Résumés
Abstract
The industrial relations system at Magna International is an example of an integrated, coherent, non-union human resource management strategy. It includes significant mechanisms of worker voice and conflict resolution as substitutes for union representation. Potential labour-management conflicts associated with Taylorized labour processes are often translated into group problem-solving. Redistributive conflicts are re-framed as mutual gains through profit-sharing. Corporate communications promote an ethos of competitiveness. Individualized pay and promotion schemes, segmented internal labour markets, and the exposure of individual plants to competitive pressures, promote cultures of labour cooperation in the pursuit of productivity gains. The success of this union avoidance model is situated in a context of the erosion of unionized labour relations, the disciplinary effects of precarious labour markets, and the vulnerability of workplaces to transnational competitive forces. Continued success is predicated on Magna’s ability to survive sectoral and macroeconomic restructuring forces which are, in large measure, beyond management’s control.
Résumé
Magna International, avec un chiffre d’affaires de 22 milliards de dollars, passe pour le fournisseur le plus diversifié au monde dans l’industrie de l’automobile et emploie 82 000 personnes dans 224 usines, réparties dans 21 pays. Au Canada, avec ses 22 000 employés dans 61 usines, Magna est l’employeur le plus important dans le secteur de l’automobile. Son succès repose en grande partie sur sa stratégie de relations du travail, qui demeure presque totalement sans syndicat. Son habileté à tenir le syndicalisme à distance réside dans son modèle de gestion des ressources humaines, qui comprend des mécanismes d’expression des salariés et de solution de conflit, jouant un rôle de substitut aux fonctions syndicales de représentation et de règlement des griefs. Jusqu’à un important degré, les désaccords sur la productivité du travail et du contrôle managérial sont transformés en problèmes susceptibles d’être résolus entre les travailleurs. Le modèle de Magna inclut une politique de rétribution en termes de compensation monétaire, de promotion et de sécurité d’emploi, qui prend en compte les attitudes positives des travailleurs à l’endroit des objectifs de productivité et de qualité. Les cultures de réciprocité patronale-syndicale dans les usines sont enrichies par un réseau corporatif décentralisé, où chaque usine fonctionne comme un « centre de profit » quasi indépendant.

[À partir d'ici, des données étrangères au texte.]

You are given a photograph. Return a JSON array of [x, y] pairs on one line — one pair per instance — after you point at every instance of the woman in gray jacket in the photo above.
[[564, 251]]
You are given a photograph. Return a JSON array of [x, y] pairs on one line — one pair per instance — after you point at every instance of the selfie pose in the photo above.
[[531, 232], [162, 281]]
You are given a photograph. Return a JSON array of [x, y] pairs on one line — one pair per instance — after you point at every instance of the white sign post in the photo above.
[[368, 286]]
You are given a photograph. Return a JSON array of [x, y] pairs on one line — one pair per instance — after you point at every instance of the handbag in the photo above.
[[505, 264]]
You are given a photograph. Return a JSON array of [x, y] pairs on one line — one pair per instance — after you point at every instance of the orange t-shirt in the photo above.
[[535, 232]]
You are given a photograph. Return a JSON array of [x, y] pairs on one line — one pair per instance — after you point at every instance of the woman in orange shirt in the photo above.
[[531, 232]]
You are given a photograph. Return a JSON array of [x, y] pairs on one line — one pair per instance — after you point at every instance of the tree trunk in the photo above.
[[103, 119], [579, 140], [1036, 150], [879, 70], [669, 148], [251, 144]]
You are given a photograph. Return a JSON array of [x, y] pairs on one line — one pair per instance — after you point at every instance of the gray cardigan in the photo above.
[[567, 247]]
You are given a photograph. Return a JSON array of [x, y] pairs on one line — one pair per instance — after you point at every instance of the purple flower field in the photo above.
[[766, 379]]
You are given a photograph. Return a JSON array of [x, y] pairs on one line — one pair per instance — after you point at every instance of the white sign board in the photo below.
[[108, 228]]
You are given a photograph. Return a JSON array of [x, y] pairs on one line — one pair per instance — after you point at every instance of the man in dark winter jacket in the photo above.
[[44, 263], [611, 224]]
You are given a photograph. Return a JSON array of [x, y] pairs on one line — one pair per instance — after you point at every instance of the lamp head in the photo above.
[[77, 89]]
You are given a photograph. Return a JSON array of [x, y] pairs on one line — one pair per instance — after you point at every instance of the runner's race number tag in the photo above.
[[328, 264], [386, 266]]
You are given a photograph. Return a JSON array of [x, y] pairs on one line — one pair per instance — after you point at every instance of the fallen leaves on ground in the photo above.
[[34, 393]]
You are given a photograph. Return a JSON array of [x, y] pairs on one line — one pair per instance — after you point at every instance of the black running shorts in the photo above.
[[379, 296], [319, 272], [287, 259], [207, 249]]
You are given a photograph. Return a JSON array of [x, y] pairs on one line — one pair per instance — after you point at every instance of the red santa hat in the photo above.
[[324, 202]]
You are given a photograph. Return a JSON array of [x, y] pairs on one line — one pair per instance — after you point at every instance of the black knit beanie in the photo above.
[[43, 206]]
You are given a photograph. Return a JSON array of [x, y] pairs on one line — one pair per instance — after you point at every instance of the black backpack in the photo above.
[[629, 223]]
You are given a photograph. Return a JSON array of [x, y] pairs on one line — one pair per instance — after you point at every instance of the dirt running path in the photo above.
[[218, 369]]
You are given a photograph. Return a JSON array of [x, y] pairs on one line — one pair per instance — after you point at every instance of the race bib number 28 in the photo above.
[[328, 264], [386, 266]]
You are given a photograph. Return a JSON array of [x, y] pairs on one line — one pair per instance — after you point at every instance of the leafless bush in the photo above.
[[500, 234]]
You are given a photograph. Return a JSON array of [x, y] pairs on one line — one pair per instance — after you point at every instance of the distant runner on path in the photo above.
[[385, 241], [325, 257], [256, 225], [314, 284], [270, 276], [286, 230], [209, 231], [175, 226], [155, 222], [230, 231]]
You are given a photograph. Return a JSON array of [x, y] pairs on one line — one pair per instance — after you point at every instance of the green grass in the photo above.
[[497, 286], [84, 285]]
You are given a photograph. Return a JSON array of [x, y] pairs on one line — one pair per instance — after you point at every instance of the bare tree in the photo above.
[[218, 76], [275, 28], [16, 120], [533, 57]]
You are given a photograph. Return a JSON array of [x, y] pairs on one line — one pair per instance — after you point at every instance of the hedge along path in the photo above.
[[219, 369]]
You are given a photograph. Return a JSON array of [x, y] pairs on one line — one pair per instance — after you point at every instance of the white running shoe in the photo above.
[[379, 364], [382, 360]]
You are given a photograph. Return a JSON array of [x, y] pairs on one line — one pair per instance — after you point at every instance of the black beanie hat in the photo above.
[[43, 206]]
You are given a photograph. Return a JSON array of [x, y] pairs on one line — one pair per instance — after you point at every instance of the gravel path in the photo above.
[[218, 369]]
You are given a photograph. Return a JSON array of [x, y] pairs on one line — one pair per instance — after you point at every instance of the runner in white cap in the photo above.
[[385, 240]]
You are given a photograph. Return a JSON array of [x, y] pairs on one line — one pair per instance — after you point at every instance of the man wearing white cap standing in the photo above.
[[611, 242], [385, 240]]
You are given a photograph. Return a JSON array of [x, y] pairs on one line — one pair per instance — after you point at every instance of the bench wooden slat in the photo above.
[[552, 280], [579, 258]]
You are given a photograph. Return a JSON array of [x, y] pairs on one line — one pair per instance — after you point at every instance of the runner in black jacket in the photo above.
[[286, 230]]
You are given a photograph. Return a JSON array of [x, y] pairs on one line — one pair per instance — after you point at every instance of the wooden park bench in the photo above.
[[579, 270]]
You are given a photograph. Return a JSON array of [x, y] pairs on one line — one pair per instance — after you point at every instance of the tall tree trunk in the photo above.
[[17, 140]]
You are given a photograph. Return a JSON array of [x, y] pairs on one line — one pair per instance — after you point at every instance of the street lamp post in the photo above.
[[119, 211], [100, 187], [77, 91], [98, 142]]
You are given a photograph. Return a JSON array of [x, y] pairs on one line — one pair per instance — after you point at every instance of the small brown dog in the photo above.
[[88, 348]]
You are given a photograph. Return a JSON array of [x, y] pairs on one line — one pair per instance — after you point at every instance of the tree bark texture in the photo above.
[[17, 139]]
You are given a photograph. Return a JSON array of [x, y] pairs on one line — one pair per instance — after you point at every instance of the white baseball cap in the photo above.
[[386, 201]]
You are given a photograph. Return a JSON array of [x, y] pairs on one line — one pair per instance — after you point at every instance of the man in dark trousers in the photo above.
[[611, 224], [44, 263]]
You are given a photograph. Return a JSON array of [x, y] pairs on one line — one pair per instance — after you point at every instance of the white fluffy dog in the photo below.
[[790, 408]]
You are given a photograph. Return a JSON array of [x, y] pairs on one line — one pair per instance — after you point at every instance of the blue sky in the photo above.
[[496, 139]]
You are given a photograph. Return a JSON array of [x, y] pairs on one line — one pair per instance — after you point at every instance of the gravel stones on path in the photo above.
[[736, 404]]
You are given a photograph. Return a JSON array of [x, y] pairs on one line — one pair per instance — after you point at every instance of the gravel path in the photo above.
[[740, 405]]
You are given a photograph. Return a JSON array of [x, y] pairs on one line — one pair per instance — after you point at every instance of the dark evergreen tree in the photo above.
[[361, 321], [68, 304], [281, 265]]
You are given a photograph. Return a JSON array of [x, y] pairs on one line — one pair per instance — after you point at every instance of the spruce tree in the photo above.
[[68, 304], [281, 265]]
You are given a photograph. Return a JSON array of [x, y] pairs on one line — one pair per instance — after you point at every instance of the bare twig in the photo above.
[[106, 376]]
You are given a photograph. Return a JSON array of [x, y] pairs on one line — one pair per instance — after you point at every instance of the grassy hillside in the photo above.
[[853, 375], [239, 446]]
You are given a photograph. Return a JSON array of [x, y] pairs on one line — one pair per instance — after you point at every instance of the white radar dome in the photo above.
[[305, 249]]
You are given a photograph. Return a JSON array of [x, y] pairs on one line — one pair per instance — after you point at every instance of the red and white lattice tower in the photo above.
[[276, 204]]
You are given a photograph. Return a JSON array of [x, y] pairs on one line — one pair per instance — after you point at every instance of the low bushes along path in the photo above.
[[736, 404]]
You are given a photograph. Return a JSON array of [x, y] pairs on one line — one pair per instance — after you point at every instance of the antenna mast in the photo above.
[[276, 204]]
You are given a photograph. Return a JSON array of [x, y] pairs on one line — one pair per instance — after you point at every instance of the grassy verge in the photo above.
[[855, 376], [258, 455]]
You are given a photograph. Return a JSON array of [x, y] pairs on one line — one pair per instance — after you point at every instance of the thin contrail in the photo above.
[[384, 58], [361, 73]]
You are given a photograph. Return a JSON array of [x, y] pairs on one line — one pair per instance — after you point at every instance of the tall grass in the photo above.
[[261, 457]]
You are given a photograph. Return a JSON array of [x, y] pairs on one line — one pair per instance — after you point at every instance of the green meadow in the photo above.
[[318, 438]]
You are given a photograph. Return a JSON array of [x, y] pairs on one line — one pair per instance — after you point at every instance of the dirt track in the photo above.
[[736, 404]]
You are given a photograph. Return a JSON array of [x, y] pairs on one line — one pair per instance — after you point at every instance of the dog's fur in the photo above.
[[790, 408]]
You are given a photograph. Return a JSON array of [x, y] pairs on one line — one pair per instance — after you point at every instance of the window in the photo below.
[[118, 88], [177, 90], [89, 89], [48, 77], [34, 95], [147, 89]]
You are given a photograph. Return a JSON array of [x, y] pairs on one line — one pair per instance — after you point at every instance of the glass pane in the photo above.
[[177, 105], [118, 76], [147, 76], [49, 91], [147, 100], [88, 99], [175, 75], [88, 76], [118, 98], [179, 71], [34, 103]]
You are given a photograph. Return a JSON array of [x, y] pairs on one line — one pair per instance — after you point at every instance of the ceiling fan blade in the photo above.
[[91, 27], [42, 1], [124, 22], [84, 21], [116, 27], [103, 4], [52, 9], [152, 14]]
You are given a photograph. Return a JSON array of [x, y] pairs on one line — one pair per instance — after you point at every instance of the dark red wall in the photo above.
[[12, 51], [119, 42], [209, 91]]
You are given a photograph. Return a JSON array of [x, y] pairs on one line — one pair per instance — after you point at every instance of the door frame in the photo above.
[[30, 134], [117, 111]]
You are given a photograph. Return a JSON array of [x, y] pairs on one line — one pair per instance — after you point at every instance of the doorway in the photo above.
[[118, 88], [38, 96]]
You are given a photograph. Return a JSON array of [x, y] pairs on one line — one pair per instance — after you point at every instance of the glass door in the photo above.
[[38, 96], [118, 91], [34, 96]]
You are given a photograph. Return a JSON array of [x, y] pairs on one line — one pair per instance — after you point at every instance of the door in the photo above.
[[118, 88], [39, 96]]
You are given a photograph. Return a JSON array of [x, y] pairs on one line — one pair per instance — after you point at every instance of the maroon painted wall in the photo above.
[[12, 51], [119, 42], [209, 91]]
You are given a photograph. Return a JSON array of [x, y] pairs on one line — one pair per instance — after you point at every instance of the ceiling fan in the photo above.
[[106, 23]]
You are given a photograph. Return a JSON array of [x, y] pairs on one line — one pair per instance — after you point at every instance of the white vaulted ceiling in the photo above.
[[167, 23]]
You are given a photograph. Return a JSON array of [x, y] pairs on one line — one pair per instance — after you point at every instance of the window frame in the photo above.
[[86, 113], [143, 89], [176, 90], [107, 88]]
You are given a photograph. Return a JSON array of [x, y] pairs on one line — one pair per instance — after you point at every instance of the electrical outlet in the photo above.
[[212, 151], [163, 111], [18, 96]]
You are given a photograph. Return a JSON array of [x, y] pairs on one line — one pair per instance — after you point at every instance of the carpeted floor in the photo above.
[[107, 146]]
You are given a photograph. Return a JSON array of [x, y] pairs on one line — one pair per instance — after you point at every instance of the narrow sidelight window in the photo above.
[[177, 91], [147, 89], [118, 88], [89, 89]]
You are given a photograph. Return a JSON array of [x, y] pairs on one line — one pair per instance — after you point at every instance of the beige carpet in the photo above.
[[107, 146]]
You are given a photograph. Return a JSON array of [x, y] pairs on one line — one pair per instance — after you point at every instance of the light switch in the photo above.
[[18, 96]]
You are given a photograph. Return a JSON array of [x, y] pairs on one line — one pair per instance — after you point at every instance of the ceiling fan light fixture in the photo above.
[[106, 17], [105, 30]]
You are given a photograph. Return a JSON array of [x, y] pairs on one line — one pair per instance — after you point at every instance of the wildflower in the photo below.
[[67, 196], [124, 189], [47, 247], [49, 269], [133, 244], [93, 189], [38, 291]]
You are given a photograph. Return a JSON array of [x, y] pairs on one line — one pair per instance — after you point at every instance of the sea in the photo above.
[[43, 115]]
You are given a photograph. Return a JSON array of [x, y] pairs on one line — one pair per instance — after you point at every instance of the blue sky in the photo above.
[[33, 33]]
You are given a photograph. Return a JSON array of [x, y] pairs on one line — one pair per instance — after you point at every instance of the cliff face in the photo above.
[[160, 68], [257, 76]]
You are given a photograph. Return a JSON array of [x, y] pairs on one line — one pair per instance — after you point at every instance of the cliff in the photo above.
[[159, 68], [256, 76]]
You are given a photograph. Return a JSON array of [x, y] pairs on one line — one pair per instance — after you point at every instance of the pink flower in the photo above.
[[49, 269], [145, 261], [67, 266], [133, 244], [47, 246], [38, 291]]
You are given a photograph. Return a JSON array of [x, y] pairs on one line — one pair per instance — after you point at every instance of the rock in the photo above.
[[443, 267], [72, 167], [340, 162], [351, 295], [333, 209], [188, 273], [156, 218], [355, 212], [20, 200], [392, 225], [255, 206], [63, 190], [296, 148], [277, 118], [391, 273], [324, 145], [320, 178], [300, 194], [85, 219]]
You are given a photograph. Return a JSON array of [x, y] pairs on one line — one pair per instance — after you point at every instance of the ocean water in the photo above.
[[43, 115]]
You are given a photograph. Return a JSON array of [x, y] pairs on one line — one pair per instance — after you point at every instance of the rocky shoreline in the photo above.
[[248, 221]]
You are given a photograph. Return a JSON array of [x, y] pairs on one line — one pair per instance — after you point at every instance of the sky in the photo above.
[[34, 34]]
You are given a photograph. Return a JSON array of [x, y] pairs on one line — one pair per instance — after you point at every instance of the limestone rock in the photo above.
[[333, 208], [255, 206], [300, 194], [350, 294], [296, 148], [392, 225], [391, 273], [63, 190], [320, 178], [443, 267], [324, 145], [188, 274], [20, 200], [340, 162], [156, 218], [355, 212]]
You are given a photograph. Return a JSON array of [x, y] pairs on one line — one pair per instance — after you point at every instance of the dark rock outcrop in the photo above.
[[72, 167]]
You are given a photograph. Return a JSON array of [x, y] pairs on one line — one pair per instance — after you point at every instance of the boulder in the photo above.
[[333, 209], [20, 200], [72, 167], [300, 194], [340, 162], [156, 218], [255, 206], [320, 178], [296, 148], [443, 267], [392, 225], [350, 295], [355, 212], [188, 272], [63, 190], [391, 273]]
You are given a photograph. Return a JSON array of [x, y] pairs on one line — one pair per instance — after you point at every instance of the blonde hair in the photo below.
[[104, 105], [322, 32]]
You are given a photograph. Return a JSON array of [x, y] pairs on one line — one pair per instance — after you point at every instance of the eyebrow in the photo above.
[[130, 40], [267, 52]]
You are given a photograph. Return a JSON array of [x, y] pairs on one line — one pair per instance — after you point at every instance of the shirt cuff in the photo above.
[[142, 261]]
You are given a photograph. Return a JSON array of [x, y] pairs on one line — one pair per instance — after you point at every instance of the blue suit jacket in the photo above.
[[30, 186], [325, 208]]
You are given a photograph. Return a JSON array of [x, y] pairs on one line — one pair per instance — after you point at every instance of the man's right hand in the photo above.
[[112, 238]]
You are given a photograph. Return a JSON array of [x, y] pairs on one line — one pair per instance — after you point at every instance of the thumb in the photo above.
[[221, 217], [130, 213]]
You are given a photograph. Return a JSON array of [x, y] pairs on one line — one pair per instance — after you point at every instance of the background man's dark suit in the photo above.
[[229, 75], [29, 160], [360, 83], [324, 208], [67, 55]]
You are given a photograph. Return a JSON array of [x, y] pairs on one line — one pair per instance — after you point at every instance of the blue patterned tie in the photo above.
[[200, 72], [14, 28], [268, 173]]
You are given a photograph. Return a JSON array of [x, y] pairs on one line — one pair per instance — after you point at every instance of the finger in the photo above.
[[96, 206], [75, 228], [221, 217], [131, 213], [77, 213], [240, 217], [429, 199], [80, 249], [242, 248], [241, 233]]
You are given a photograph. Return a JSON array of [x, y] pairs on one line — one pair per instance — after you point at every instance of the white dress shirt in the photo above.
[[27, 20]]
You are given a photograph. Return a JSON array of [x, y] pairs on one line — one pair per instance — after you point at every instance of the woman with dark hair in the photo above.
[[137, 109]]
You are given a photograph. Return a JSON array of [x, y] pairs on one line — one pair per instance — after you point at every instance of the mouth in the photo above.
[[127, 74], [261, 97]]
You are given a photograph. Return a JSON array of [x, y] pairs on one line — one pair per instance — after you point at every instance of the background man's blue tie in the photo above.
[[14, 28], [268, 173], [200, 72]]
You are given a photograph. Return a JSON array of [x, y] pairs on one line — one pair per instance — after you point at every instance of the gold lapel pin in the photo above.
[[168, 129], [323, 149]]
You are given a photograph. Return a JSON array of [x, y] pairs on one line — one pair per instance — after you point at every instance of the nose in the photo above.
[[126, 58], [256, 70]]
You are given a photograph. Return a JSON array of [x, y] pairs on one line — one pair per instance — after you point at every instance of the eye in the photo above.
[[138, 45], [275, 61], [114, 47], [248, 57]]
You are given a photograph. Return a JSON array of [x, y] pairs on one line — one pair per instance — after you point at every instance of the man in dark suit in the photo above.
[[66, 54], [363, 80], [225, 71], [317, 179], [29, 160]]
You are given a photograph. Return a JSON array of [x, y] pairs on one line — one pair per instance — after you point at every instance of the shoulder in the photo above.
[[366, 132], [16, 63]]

Au Canada, Magna établit ses usines dans des marchés du travail semi-périphériques, où les salaires et la sécurité d’emploi sont faibles et où le coût de la vie est raisonnable quand on le compare à celui des régions urbaines. Il faut ajouter que cette entreprise recrute un grand nombre d’immigrants. Ces politiques de marché du travail ont contribué à l’élaboration d’un modèle sans syndicat de gestion des ressources humaines fort, cohérent, compliqué. C’est là un modèle qui cadre bien avec le type actuel de relations en l’absence de syndicat et qui prend de l’ampleur en mettant l’accent sur la culture d’entreprise, sur des systèmes de communication à l’échelle de l’entreprise, sur des équipes de travail bien encadrées, des taux de salaires au-dessus de la moyenne, des arrangements salariaux flexibles et des cheminements de carrière individualisés. Ce modèle est influencé par la contrainte croissante du marché du travail et de la concurrence qui s’ensuit pour des emplois entre les travailleurs et qui s’intensifie.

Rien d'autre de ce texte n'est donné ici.